Compliance scanning is only half the equation. Identifying that a control is failing tells you what is wrong. Fixing it tells you what is right. Yet in most organizations, the gap between detection and remediation is measured in weeks, not minutes. Every day a failing control remains unremediated is a day of exposure, a day closer to audit, and a day of accumulated risk that compounds across the environment.
The Challenge: The Remediation Bottleneck
Internal benchmarking across enterprise environments reveals a striking contrast. Manual remediation of M365 compliance findings averages 38 days from detection to verified resolution. That timeline includes ticket creation, assignment, knowledge transfer, portal navigation, configuration change, verification, evidence collection, and status reporting. Each step introduces delay, and any step can stall the entire process.
The problem is compounded by the breadth of M365 compliance. A single CIS Benchmark scan may reveal 40 or more failing controls spanning Exchange Online, SharePoint, Defender, Entra ID, Power BI, and Purview. Each service has its own admin portal, its own PowerShell module, and its own configuration syntax. A technician remediating Exchange findings may have no experience with Purview or Power BI, creating knowledge silos that further slow the process.
The Two-Runbook Architecture
Automated remediation for M365 requires navigating a significant technical constraint: Exchange Online cmdlets only run under PowerShell 5.1, while modern Graph API operations perform best under PowerShell 7.2. A single-runtime approach forces compromises. The two-runbook architecture eliminates those compromises entirely.
The primary runbook runs on PowerShell 7.2 and handles all Graph API-based remediations directly: Entra ID policies, Defender settings, SharePoint configurations, and Power BI tenant settings. When it encounters a script that requires Exchange Online cmdlets, it automatically detects the dependency by scanning the script content for EXO-specific patterns and delegates execution to the companion PS 5.1 runbook. The companion executes the EXO-dependent script, captures the result, and returns status to the primary runbook, which reports back to the platform.
Automation does not mean uncontrolled. Every remediation script is versioned, reviewed, and requires explicit user confirmation before execution. The speed comes from eliminating manual portal navigation, not from bypassing change control.

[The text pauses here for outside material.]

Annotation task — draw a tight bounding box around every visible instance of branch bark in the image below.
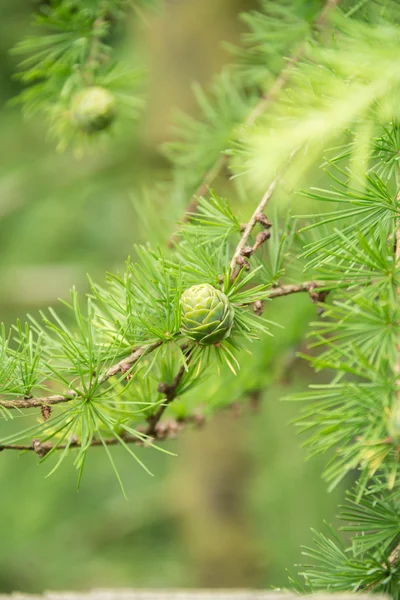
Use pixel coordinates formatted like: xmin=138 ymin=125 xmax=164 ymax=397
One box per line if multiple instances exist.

Coverage: 52 Scripts Across 7 Product Areas
Comprehensive remediation requires broad coverage. The current library includes 52 pre-built remediation scripts spanning the major M365 product areas:
- Microsoft Defender (11 scripts) -- Safe Links, Safe Attachments, DKIM, SPF, spam and connection filters
- Exchange Online (6 scripts) -- mailbox auditing, modern auth, MailTips, SMTP AUTH, audit actions
- SharePoint Online (5 scripts) -- external sharing, guest resharing, infected file downloads, sync controls
- Entra ID (9 scripts) -- idle timeout, app registration, tenant creation, SSPR, guest invitations
- Power BI (2 scripts) -- publish to web, resource key authentication
- Purview (1 script) -- retention policies
- SCUBA Framework (17 scripts) -- preset security policies, Safe Links, DMARC, alerts, sharing, audit
Each script follows a consistent convention: accept parameters, execute the configuration change, verify the result, and return a structured response with success/failure status, a human-readable message, and technical details for audit logging.
Safety Model: Confirmation Before Execution
Speed must never come at the expense of safety. Automated remediation operates within a deliberate safety model:
- Explicit confirmation -- every remediation requires user confirmation via a modal dialog before execution begins
- Parameter review -- scripts that accept parameters display them for review before execution
- Org-level enablement -- remediation must be explicitly enabled per organization in settings
- Admin-only access -- only Admin role and above can trigger remediations
- Status polling -- the platform polls for completion status with a hard 10-minute timeout
- Audit trail -- every remediation trigger, execution, and result is logged in the activity audit
Webhook Integration
For organizations with existing ITSM or change management workflows, webhook integration allows remediation events to trigger downstream processes. When a remediation is triggered, an HMAC-signed webhook payload is sent to the configured endpoint, enabling integration with ServiceNow, Jira, or custom orchestration systems. The webhook includes the control ID, script name, trigger user, and organization context.
How TATER Helps
TATER provides one-click remediation directly from the unified control detail view. When a control is failing and a remediation script exists, a remediation button appears on the control card. Clicking it opens a confirmation modal with parameter review, then triggers the two-runbook pipeline. The platform polls for status updates with visual progress indicators and reports success or failure with detailed results. The remediation catalog maps unified control IDs to legacy catalog entries via variation linkage, ensuring that remediations are correctly targeted regardless of how the control is referenced. Webhook integration, SIEM event forwarding, and full audit trail logging ensure that automated remediations are fully traceable and integrate with your existing change management processes.